City of Dreams Manila is a 6.2 ha luxury integrated resort and casino complex located on the Entertainment City gaming strip at Asean Avenue and Roxas Boulevard in Parañaque, Metro Manila, Philippines.

==Overview==
City of Dreams Manila is owned by Melco Resorts and Entertainment (Philippines) Corporation, a Philippine subsidiary of Melco Resorts & Entertainment Limited (NASDAQ: "MLCO"), the parent company of Melco Resorts Leisure (PHP) Corporation that together with SM Investments Corporation, Belle Corporation and Premium Leisure Amusement, Inc. developed the integrated resort. Melco Resorts Leisure (PHP) Corporation manages and operates City of Dreams Manila. The resort complex had its soft opening on December 14, 2014, and its grand opening on February 2, 2015, with live performances from local and international acts such as Gary Valenciano, Zsa Zsa Padilla, Ne-Yo and Kelly Rowland dubbed as the "Concert of Dreams" to mark its grand launch. City of Dreams Manila is a sister resort to City of Dreams in Macau. It is the second of four-billion-dollar casinos to rise in Manila's gaming strip after Solaire Resort & Casino which opened in March 2013.

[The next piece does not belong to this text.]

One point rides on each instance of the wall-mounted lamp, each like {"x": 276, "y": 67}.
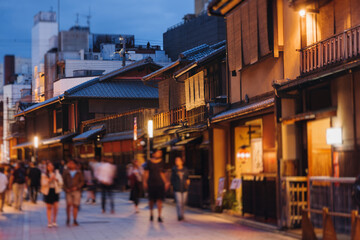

The resort consists of six hotel towers with 938 rooms, which includes Nobu Hotel, Nüwa Hotel (formerly Crown Towers Hotel) and Hyatt Regency Hotel (rebranded from Hyatt Hotel). It has 289 gaming tables, 1,620 slot machines and 176 electronic table games. A feature of the casino resort is the dome-like structure called Fortune Egg. City of Dreams features a 60,000–80,000 sqm shopping strip called The Shops at The Boulevard. A theme park is also located within the property called DreamWorks DreamPlay built in collaboration with DreamWorks Animation.